Furosemide rescues hypercalciuria in familial hypomagnesaemia with hypercalciuria and nephrocalcinosis model

Abstract

Aim Perturbed calcium homeostasis limits life expectancy in familial hypomagnesaemia with hypercalciuria and nephrocalcinosis (FHHNC). This rare disease occurs by loss-of-function mutations in CLDN16 or CLDN19 genes, causing impaired paracellular reabsorption of divalent cations along the cortical thick ascending limb (cTAL). Only partial compensation takes place in the ensuing late distal convoluted tubule, connecting tubule, and collecting duct, where the luminal transient receptor potential channel V5 (TRPV5), as well as basolateral plasma membrane calcium ATPase (PMCA) and sodium-potassium exchanger (NCX1) mediate transcellular Ca2+ reabsorption. The loop diuretic furosemide induces compensatory activation in these distal segments. Normally, furosemide enhances urinary calcium excretion via inhibition of the aforementioned cTAL. As Ca2+ reabsorption in the cTAL is already severely impaired in FHHNC patients, furosemide may alleviate hypercalciuria in this disease by activation of the distal transcellular Ca2+ transport proteins.

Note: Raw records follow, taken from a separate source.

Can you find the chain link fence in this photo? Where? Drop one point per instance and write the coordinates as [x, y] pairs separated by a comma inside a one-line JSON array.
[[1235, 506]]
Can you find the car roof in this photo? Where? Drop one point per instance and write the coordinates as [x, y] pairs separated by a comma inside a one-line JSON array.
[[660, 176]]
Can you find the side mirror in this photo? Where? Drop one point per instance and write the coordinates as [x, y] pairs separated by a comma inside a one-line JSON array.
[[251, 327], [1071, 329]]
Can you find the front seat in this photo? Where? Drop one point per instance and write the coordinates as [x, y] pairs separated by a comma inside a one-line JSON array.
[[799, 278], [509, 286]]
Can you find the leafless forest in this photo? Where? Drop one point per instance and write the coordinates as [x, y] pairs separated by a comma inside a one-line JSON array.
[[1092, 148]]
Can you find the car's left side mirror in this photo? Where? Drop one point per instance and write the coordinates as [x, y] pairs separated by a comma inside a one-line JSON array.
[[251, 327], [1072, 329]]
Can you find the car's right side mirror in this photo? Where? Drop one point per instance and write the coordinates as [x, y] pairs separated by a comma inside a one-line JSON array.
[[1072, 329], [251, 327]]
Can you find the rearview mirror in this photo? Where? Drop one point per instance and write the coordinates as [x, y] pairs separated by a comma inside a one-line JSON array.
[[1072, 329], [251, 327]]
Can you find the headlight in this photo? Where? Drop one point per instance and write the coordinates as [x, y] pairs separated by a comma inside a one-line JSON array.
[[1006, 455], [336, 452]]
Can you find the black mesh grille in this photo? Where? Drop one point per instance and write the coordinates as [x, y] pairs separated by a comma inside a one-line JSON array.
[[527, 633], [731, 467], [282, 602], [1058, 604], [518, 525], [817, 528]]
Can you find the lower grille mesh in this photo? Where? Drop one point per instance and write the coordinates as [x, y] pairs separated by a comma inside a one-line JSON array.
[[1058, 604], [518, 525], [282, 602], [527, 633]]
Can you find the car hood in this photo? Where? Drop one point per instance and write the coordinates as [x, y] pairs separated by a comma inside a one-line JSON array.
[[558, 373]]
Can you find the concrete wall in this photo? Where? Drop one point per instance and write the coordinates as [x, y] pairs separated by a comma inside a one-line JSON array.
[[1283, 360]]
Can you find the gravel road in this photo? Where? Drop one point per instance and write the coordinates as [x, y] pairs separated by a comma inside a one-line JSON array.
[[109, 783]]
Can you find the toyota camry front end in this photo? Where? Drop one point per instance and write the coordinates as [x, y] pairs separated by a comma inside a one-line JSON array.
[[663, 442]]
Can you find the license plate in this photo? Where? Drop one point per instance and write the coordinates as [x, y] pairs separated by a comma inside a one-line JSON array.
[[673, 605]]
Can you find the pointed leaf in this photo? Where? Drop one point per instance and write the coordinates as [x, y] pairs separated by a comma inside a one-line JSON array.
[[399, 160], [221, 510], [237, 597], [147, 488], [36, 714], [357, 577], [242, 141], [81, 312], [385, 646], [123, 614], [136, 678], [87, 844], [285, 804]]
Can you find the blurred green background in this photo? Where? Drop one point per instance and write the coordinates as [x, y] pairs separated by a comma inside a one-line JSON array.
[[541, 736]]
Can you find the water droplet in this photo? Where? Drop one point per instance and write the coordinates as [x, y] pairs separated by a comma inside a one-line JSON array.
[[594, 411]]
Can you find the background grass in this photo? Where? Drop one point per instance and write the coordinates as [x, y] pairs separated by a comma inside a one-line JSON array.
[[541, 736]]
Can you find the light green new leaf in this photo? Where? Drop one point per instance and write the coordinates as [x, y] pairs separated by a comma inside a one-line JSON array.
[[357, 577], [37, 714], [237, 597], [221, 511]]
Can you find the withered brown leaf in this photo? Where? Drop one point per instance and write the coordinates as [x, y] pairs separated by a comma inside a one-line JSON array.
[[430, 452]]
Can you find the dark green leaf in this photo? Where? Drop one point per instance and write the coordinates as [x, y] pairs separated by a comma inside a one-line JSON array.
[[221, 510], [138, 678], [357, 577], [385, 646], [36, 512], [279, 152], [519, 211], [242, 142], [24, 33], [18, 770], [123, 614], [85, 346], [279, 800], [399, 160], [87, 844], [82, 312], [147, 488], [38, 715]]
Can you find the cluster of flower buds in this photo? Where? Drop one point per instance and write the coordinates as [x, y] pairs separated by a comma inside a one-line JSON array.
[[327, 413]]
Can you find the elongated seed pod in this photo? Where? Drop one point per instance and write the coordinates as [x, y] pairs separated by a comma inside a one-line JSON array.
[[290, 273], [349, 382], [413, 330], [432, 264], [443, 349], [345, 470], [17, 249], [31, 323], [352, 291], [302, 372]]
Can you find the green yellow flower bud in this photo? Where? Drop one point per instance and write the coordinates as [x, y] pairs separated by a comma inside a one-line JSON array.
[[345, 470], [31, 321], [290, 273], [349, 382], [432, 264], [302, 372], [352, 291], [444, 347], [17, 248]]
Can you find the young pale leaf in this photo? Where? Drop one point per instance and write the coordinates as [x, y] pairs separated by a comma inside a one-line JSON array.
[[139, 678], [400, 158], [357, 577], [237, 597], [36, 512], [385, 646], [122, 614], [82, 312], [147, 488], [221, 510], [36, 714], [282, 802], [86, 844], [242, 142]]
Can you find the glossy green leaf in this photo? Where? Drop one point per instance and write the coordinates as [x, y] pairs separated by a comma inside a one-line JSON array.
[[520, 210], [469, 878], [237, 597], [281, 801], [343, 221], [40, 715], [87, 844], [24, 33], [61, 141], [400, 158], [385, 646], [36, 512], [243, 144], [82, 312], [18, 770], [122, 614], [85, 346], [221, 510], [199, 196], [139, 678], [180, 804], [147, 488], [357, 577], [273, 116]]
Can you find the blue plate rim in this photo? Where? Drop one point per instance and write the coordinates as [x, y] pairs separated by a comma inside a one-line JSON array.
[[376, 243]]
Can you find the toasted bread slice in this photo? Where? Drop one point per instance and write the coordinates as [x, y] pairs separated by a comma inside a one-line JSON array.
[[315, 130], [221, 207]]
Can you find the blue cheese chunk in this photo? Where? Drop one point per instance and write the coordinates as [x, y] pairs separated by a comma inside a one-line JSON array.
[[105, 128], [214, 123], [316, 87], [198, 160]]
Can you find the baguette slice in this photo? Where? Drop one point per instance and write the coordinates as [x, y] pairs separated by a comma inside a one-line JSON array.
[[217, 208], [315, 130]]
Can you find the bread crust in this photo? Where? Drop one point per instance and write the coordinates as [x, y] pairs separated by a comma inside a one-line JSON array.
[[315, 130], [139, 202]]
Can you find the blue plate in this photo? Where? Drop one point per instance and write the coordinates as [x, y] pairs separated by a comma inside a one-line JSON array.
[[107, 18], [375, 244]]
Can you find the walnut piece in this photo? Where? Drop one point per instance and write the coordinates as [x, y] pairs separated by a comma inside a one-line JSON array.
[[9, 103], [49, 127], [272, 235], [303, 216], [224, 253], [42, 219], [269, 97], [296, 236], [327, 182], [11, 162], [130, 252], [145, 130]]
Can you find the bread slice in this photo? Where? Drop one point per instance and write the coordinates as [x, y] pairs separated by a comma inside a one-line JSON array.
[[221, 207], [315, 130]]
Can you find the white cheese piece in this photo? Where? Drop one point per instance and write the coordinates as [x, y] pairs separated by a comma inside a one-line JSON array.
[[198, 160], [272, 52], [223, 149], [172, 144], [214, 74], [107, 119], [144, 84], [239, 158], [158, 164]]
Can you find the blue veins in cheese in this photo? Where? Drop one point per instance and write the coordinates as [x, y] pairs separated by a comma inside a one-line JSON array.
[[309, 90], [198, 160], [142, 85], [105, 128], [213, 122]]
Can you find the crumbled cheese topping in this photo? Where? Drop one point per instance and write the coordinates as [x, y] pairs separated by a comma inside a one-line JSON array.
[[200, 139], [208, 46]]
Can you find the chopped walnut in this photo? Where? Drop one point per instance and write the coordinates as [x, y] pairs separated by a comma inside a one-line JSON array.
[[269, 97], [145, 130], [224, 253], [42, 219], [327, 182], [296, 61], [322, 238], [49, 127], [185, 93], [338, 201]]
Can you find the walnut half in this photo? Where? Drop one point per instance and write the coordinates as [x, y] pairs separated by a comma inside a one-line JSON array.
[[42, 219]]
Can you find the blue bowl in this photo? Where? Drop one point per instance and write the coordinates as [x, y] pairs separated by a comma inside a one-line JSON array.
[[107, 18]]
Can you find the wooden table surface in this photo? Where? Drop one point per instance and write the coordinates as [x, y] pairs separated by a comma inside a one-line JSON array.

Methods Cldn16-deficient mice (Cldn16−/−) served as a FHHNC model. Wild-type (WT) and Cldn16−/− mice were treated with furosemide (7 days of 40 mg/kg bw) or vehicle. We assessed renal electrolyte handling (metabolic cages) and key divalent transport proteins.

Results Cldn16−/− mice show higher Ca2+ excretion than WT and compensatory stimulation of Cldn2, TRPV5, and NCX1 at baseline. Furosemide reduced hypercalciuria in Cldn16−/− mice and enhanced TRPV5 and PMCA levels in Cldn16−/− but not in WT mice.

Conclusions Furosemide significantly reduces hypercalciuria, likely via upregulation of luminal and basolateral Ca2+ transport systems in the distal nephron and collecting duct in this model for FHHNC.